But most shares are ordinary shares and you have no guarantee of getting a dividend at all. It is up to the company whether it pays one twice a year (there's usually an interim dividend half way through its financial year and a final dividend once it has worked out its end of year accounts) and how much it will be. The company may have made a big profit that year, but it's still up to it how much of that to keep for investing in the business and how much to give away to the shareholders.

A big company we've all heard of will be pretty much guaranteed to pay a dividend twice a year, though you will still have no idea how much it will be until they actually announce it.

Gerry Attrick is right - buying and selling at the right time IS where the real money is made. But to be able to do that, you need to be interested enough to spend time looking at where the stock market is going, keep an eye on it, and sell when you think it's right. Or if you have a huge amount of money, you could pay a stockbroker to do it for you and advise on what to buy and when to sell.

Which is why unit trusts exist. You really need to spread your money between companies to reduce the risk of one of them collapsing and taking your savings with it, and if you're going to buy shares directly, you've got to take into account the buying and selling costs - banks and stockbrokers charge fees for doing it. So it's not economic to buy and sell tiny numbers of shares at one time, say less than a few hundred pounds or so. What a unit trust does is put your money together with other people's money so that together you have a big fund that the fund manager can actually do that with. And it's the fund manager's full-time job to keep an eye out and buy and sell when they think it's right. There are many unit trusts so you can choose what you want your money to go into - different parts of the world or different kinds of company.

Units in a unit trust are kind of like shares in that they go up and down in value too, and they also pay out twice a year except it's called distributions instead of dividends. They work the same as dividends for tax.

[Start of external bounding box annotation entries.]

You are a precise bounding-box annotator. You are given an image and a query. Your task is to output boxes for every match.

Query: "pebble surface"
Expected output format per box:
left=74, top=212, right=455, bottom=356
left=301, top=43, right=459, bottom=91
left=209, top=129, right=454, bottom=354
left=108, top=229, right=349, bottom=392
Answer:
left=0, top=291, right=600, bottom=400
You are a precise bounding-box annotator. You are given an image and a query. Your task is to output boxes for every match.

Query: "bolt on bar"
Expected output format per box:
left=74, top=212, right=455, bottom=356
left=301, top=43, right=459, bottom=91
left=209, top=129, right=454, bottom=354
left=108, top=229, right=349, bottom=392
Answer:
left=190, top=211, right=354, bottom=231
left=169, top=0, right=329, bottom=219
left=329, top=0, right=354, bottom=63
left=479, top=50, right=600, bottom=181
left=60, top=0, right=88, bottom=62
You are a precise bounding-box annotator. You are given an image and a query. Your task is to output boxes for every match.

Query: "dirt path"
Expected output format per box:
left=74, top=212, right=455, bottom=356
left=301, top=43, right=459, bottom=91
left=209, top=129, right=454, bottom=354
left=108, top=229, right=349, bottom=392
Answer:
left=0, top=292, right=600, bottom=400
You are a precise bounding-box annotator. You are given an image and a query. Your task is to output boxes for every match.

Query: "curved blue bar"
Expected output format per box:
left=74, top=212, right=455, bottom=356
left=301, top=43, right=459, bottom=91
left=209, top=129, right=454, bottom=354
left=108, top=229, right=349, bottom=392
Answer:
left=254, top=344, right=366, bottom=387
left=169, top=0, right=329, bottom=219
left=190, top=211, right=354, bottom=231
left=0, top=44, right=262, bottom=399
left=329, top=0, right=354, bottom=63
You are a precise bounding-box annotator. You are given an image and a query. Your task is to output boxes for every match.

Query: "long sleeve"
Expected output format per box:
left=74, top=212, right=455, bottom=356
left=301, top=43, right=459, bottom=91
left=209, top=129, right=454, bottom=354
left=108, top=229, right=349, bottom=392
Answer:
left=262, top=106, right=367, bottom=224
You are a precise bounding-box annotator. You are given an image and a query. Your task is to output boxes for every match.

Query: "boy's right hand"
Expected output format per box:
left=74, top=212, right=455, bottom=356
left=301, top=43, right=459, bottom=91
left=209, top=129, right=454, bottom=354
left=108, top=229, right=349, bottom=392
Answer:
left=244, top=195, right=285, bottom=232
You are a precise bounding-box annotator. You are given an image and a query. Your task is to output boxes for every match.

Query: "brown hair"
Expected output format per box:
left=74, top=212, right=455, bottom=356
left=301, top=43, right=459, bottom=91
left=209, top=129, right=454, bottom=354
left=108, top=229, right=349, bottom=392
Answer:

The funny thing is that one kind of unit trust called an index tracker performs best 75% of the time. What an index tracker does is just buy all the shares on the FTSE stock market index, so it's just buying into the 100 biggest companies in the UK. This is also really cheap in fees because the fund manager has nothing to think about. I like it and have done well out of it. Unless you really do have thousands of pounds to play with, it's the best way to go.